Qui donc a écrit – et où – que les enfants qui maltraitent d’autres enfants se rachètent ensuite de leurs actes ? Jamais on n’a vu un adulte reconnaître avec contrition, tristesse ou repentance qu’enfant il en a frappé un autre, qu’il lui aura fait souffrir les méchancetés les plus imaginatives – lui donner des petits coups de pied quotidiens dans les couilles, le traiter de gros lard à voix basse des dizaines de fois par jour, le menacer d’une branlée s’il avait plus de six au contrôle de maths, cacher une cuillère dans son cartable et l’avertir qu’il y ferait bientôt danser son œil. Ces animaux sortaient du lit et se reniflaient en chemin, ils se retrouvaient dans l’allée, se rendaient ensemble au collège, personne ne pouvait se dresser contre eux et il n’y avait pas de rébellion des vaincus, je ne pensais pas à organiser un piège pour ne plus subir les dégâts.

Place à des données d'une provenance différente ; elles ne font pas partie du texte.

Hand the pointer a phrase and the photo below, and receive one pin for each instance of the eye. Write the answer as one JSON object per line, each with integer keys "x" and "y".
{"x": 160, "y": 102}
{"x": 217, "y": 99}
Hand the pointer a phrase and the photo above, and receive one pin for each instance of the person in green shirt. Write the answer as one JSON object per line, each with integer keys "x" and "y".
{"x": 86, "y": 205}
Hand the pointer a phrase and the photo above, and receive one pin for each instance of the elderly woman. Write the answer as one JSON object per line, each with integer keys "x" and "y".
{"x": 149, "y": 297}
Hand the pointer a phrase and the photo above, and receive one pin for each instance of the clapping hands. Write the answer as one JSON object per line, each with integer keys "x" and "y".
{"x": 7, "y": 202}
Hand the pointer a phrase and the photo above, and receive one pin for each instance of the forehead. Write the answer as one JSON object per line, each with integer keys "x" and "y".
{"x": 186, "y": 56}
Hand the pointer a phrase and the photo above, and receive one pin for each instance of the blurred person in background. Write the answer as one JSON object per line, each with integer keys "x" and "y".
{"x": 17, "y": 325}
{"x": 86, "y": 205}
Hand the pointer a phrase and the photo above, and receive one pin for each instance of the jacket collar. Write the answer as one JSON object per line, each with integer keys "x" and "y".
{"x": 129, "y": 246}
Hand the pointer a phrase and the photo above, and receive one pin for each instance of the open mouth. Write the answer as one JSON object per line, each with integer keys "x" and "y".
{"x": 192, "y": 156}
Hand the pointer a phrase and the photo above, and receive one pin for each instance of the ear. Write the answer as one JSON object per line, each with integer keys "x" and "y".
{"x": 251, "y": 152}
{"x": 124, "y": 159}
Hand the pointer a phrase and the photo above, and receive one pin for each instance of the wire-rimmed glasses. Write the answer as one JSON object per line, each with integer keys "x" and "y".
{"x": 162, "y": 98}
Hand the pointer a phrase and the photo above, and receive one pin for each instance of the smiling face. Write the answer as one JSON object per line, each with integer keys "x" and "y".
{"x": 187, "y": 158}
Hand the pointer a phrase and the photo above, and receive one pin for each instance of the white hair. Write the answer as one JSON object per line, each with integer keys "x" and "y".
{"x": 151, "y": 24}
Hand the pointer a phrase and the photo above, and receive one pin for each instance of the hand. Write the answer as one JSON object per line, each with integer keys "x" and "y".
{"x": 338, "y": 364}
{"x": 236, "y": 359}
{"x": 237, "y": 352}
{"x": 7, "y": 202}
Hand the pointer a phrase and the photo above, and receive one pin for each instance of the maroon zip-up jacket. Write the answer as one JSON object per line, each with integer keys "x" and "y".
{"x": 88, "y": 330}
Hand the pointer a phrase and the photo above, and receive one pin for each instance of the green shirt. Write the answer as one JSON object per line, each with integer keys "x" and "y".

Ils se faisaient des tapes dans le dos pour se motiver et agiter leurs pensées : de nouvelles méchancetés en perspective.
Je pense, donc cela ne me garantit rien. J’aurais dû me comporter comme eux, avoir appris à me défendre. Si mon intuition, qui alors n’était pas vive, m’avait prévenu que dès qu’il y a trois personnes il y a une victime, un exilé, quelqu’un qui paie les pots cassés, j’aurais répondu et frappé plus fort. Peut-être. Ou – c’est quasiment plus sûr – peut-être aurais-je fait la même chose, me taire et baisser la tête. Les gens ne sont pas des félins, c’est un défaut, on est incapable de voir venir le coup, on ne flaire pas l’odeur qu’exhalent les dessous-de-bras suants des méchants.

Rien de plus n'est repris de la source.